Un vincolo di portafoglio per Fondi Pensione e Casse di Previdenza—di Marco Abatecola
Riceviamo, e volentieri pubblichiamo, da Marco Abatecola.
Come ampiamente previsto, la Legge di Stabilità è stata infine approvata confermando l’aumento di tassazione sui rendimenti del risparmio previdenziale. L’aliquota applicata, che prima dell’avvento del nuovismo renziano era all’11%, fa un salto fino al 20% (26% per le Casse di Previdenza) sul risultato maturato, in controtendenza a quanto avviene in tutta Europa dove i rendimenti previdenziali sono sostanzialmente esenti da tassazione. E pazienza se questo si tradurrà in più tasse, minori rendimenti e prestazioni più basse per milioni di iscritti, milioni di lavoratori. L’intento è colpire e affondare il risparmio inseguendo la chimera dell’incremento dei consumi interni.
Bisognava però salvare la faccia ed allora il Governo tira fuori dal cilindro l’introduzione di un credito di imposta sui rendimenti relativi agli investimenti che Casse di Previdenza dei Liberi Professionisti e Fondi Pensione faranno in strumenti finanziari di medio e lungo termine. L’idea è di quelle geniali, destinate a fare scuola. Da una parte portiamo avanti un’operazione di cassa, grazie alla quale spremiamo dai soli Fondi Pensione circa quattrocento milioni di extra gettito, dall’altra stanziamo ottanta milioni per stimolarne gli investimenti in economia reale. Ora, è innegabile che i portafogli attuali degli investitori previdenziali debbano aprirsi maggiormente a strumenti alternativi, in grado di cogliere opportunità di rendimento migliori rispetto a quelle che da qui in poi riusciranno a trovare sui mercati obbligazionari. Il peso che però questi strumenti – illiquidi e non sempre facilmente conciliabili con la finalità previdenziale – avranno nelle future asset allocation sarà necessariamente limitato, presumibilmente intorno al 10% del patrimonio gestito e comunque al di sotto del tetto del 20% consentito dalla legge.
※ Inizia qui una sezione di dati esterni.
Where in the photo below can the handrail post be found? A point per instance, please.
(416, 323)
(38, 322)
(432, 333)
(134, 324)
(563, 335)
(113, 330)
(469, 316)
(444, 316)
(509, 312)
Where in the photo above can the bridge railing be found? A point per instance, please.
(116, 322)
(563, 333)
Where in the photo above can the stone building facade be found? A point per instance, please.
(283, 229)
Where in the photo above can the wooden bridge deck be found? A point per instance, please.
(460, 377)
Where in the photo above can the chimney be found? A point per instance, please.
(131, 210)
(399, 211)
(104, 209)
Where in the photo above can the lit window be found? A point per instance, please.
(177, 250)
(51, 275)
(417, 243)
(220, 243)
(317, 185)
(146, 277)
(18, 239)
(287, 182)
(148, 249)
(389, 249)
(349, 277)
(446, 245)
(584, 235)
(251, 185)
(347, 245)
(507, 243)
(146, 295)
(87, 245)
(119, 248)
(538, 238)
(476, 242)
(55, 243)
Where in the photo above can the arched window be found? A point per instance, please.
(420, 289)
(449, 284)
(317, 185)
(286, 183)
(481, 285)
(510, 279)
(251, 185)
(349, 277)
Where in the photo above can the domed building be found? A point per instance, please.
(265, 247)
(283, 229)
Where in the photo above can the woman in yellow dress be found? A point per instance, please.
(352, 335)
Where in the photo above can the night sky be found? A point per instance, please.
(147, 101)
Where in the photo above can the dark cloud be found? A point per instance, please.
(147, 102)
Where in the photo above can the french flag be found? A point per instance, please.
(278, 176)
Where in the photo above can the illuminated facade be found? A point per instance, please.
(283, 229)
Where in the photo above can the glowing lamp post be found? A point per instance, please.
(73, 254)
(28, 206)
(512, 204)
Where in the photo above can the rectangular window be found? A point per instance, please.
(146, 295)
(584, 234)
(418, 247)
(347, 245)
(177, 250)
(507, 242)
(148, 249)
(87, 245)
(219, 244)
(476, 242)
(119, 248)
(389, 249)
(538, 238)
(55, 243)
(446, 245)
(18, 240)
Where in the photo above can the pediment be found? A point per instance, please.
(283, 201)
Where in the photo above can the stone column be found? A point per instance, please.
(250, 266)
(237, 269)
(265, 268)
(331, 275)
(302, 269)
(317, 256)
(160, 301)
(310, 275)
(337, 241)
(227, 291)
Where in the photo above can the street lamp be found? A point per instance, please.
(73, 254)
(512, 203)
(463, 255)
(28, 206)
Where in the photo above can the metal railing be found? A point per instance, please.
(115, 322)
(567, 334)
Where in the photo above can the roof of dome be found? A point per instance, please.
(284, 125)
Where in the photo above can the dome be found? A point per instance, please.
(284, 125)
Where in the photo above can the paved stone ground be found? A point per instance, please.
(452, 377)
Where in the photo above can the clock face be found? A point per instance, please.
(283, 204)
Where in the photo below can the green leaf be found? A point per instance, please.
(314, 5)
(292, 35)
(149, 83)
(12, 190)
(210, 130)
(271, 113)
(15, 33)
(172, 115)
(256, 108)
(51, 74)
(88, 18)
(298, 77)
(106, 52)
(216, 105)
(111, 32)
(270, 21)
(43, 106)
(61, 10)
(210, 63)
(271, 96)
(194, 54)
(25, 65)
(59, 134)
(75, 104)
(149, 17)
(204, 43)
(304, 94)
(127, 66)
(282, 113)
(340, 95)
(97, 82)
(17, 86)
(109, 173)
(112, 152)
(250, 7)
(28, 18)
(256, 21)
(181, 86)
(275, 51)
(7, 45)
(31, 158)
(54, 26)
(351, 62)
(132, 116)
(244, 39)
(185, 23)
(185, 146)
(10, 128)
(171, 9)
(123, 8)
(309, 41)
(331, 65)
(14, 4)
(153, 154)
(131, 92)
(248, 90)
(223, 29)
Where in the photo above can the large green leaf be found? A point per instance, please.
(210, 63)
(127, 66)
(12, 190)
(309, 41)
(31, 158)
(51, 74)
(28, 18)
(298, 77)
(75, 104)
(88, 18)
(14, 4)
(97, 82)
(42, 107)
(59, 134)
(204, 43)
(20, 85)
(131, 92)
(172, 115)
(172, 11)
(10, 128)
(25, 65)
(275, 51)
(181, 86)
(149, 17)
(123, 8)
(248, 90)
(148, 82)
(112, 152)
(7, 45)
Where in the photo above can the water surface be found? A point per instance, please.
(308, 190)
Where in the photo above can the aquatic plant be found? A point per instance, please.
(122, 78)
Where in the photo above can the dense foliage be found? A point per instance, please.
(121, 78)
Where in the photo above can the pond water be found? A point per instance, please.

È quindi di tutta evidenza che il credito di imposta del 9% per i Fondi Pensione e del 6% per le Casse di Previdenza avrà un effetto residuale visto che, tra l’altro, viene fissato un plafond di spesa massimo e complessivo di ottanta milioni di euro. Basta fare un conto rapido per dimostrare come il saldo per gli operatori previdenziali sia decisamente negativo. Eppure qualche stratega della comunicazione ha cercato di farla passare come una misura compensativa del raddoppio di aliquota operato qualche centinaio di commi più avanti, parlando al tempo stesso di una legge di stabilità che non aumenta le tasse ai cittadini. Come se gli iscritti ai Fondi Pensione ed alle Casse di Previdenza – lavoratori dipendenti e liberi professionisti – fossero invece degli accaniti speculatori finanziari la cui rendita va penalizzata perché nemica dell’economia reale. Tra l’altro, diciamo la verità, sarebbe riduttivo considerarla una semplice misura compensativa. Eh si perché, invece, l’operazione è molto più raffinata e mira a convogliare una parte delle risorse gestite dal primo e secondo pilastro verso progetti di finanziamento dell’economia reale individuati dallo stesso Governo.